Functional eval via the parsers/scorers from [`ailiance/ailiance-bench`](https://github.com/ailiance/ailiance-bench) Phase 1 (`bench_kicad_functional`), ported to CUDA / transformers + PEFT for the Qwen3-4B-Instruct-2507 base.

| Dataset | n | Composite score | Duration |
|---|---:|---:|---:|
| `emc-dsp-power` | 10 | **0.646** | 1221.9s |

_Composite score combines structural-parse-ok, component-count match, ground-node presence, etc. — see `bench_kicad_functional.score_*` for the exact formula. Greedy decoding, max_tokens per `GEN_PARAMS`._

## Upstream base model — official evaluations

These are the **official scores** for the unmodified base model
[`Qwen/Qwen3-4B-Instruct-2507`](https://huggingface.co/Qwen/Qwen3-4B-Instruct-2507),
reported by Alibaba Qwen team.

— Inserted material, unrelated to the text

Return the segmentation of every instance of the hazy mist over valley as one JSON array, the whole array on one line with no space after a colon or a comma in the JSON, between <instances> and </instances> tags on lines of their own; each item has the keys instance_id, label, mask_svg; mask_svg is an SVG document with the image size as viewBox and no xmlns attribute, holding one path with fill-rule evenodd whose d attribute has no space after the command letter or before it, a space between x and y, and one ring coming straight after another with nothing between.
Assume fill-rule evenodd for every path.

They represent the floor of capability that this
LoRA inherits before the hardware-domain fine-tune adapts behavior.

| Category      | Benchmark               | Qwen3-4B-Instruct-2507 |
|---------------|-------------------------|-----------------------:|
| Knowledge     | MMLU-Pro                | 69.6                   |
| Knowledge     | MMLU-Redux              | 84.2                   |
| Knowledge     | GPQA                    | 62.0                   |
| Knowledge     | SuperGPQA               | 42.8                   |
| Reasoning     | AIME25                  | 47.4                   |
| Reasoning     | HMMT25                  | 31.0                   |
| Reasoning     | ZebraLogic              | 80.2                   |
| Reasoning     | LiveBench 2024-11-25    | 63.0                   |
| Coding        | LiveCodeBench v6        | 35.1                   |
| Coding        | MultiPL-E               | 76.8                   |
| Coding        | Aider-Polyglot          | 12.9                   |
| Alignment     | IFEval                  | 83.4                   |
| Alignment     | Arena-Hard v2           | 43.4                   |
| Alignment     | Creative Writing v3     | 83.5                   |
| Alignment     | WritingBench            | 83.4                   |
| Agent         | BFCL-v3                 | 61.9                   |
| Agent         | TAU1-Retail             | 48.7                   |
| Agent         | TAU1-Airline            | 32.0                   |
| Agent         | TAU2-Retail             | 40.4                   |
| Multilingual  | MultiIF                 | 69.0                   |
| Multilingual  | MMLU-ProX               | 61.6                   |
| Multilingual  | INCLUDE                 | 60.1                   |
| Multilingual  | PolyMATH                | 31.1                   |

Source: [official Qwen3-4B-Instruct-2507 model card](https://huggingface.co/Qwen/Qwen3-4B-Instruct-2507).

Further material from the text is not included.